Bug #46327 MTR2 prevents gcov data accumulation
Submitted: 21 Jul 2009 18:37 Modified: 19 Dec 2009 0:08
Reporter: Ingo Strüwing Email Updates:
Status: Closed Impact on me:
None 
Category:Tools: MTR / mysql-test-run Severity:S7 (Test Cases)
Version:5.4, 5.1 OS:Linux
Assigned to: Bjørn Munch CPU Architecture:Any

[21 Jul 2009 18:37] Ingo Strüwing
Description:
Running a list of test cases in MTR2 does not always update the gcov counters. This makes it impossible to do coverage testing on a developer's machine.

Running the whole test suite behaves better, but sometimes some lines of code are still not counted.

After fixing MTR v1 to be able to run the tests (--language, --debug-sync-timeout), I found that MTR v1 behaves correctly. It is a reliable tool for coverage testing.

How to repeat:
Branch 5.4.
Do a gcov build.
Change a few lines in the code.
Run a test case that covers the changed lines.
Run dgcov --uncommitted

Suggested fix:
If MTR2 cannot be made to reliably update the gcov counters, please keep MTR1 up to date.
[21 Jul 2009 18:43] Ingo Strüwing
Suggested triage values:
Defect: Serious. Makes gcov testing impossible.
Workaround: partial. One can patch and use MTR1.
Impact: substantial. If all developers would do gcov testing...
[21 Jul 2009 18:44] Ingo Strüwing
Patch can be used to make MTR1 ready for use as a workaround.

Attachment: MTR1-6.0-1.diff (text/x-diff), 3.27 KiB.

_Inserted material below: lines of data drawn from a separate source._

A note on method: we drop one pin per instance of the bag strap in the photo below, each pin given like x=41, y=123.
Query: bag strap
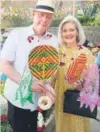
x=99, y=81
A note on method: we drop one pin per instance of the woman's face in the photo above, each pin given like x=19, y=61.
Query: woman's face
x=69, y=33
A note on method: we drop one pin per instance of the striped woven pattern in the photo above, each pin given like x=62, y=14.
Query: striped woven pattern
x=76, y=68
x=43, y=61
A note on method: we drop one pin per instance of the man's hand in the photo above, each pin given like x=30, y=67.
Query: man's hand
x=38, y=86
x=50, y=92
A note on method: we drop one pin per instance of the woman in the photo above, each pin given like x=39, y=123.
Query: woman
x=71, y=37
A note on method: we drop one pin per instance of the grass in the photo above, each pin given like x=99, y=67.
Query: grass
x=5, y=127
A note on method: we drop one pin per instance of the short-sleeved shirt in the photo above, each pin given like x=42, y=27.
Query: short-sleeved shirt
x=16, y=49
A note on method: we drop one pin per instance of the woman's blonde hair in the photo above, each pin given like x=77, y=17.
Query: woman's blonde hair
x=81, y=35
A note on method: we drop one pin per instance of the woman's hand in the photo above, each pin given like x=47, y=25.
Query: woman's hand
x=50, y=92
x=78, y=85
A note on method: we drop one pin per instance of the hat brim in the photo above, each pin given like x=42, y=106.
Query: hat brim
x=44, y=10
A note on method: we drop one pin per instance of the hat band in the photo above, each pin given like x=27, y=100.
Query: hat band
x=45, y=7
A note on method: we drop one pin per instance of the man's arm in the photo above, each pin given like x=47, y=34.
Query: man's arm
x=7, y=68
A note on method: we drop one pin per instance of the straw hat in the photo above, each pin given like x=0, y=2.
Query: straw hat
x=45, y=6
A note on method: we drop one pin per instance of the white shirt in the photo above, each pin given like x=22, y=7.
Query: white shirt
x=17, y=49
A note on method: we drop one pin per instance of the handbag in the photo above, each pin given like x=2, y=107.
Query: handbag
x=72, y=106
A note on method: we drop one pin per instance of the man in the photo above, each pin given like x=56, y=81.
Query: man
x=14, y=58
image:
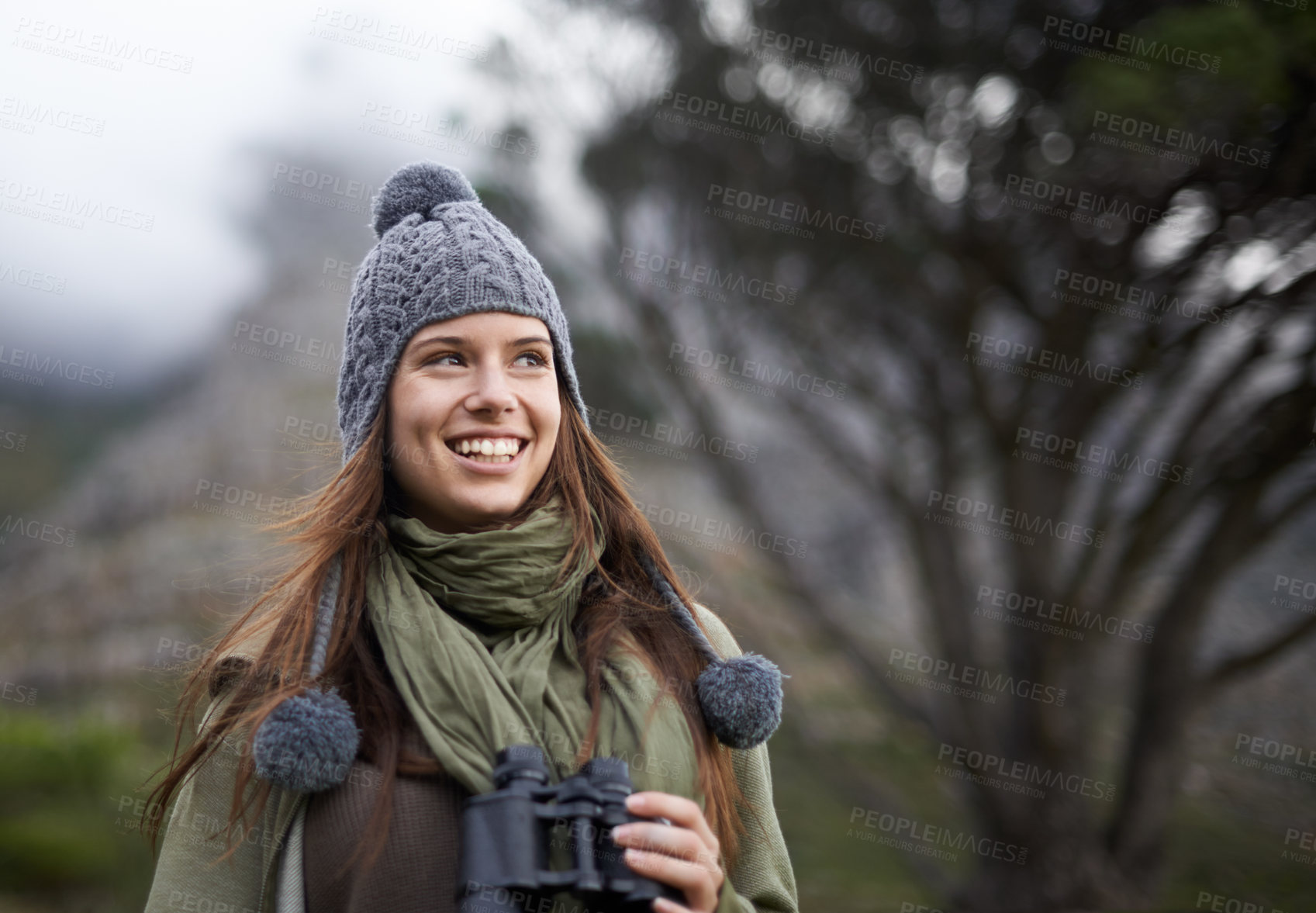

[2 Sep 2009 20:16] Ingo Strüwing
On a current mysql-6.0-backup I made some experiments.
I have a Ubuntu 9.04 64-bit on quadcore Intel processor.
I tried to run MTR1 and MTR2 in different costallations.
Note that I do *not* use the --gcov command line option of MTR.
Instead, I purge gcov statistics with ~/internals/dev/dgcov/dgcov.pl -p.
I analyze the statistics with:
    mysql-test/mysql-test-lcov.pl
    firefox file://`pwd`/mysql-test/mysql-test-lcov/index.html
As coverage numbers (see below) I use the number behind "sql/backup".
(I need to patch mysql-test/mysql-test-lcov.pl because it fails on
 sql_yacc.yy on my system, but others didn't report such problem.
 I can add the patch, if required though.)
(Note that GCOV_PREFIX= prevents a crash in gcov_exit() in mysqltest.)

Now the tests:

1. GCOV_PREFIX= MTR_VERSION=1 ./mysql-test-run.pl --force --suite=backup,backup_engines,backup_ptr --mysqld=--mysql-backup
   Many test fail, but still:
   ~75% coverage

2. GCOV_PREFIX= MTR_PARALLEL=1 ./mysql-test-run.pl --force --suite=backup,backup_engines,backup_ptr
   All 99 tests were successful.
   ~10% coverage

3. GCOV_PREFIX= MTR_PARALLEL=1 ./mysql-test-run.pl --force
   Took 4 hours, All 1264 tests were successful.
   ~50% coverage

4. GCOV_PREFIX= MTR_PARALLEL=4 ./mysql-test-run.pl --force --mem
   Took 1 hour, Failed 1/1264 tests (rpl.rpl_killed_ddl)
   ~50% coverage
[3 Sep 2009 6:52] Philip Stoev
Bjorn, this is a 100% real problem that we need to resolve and can not live with. Check out the PB2 coverage reports in the clustra ~bteam directory. One day, mysql-next will have 45% code coverage and mysql-next-bugfixing will have 55% . The next day, it is going to be the other way around. 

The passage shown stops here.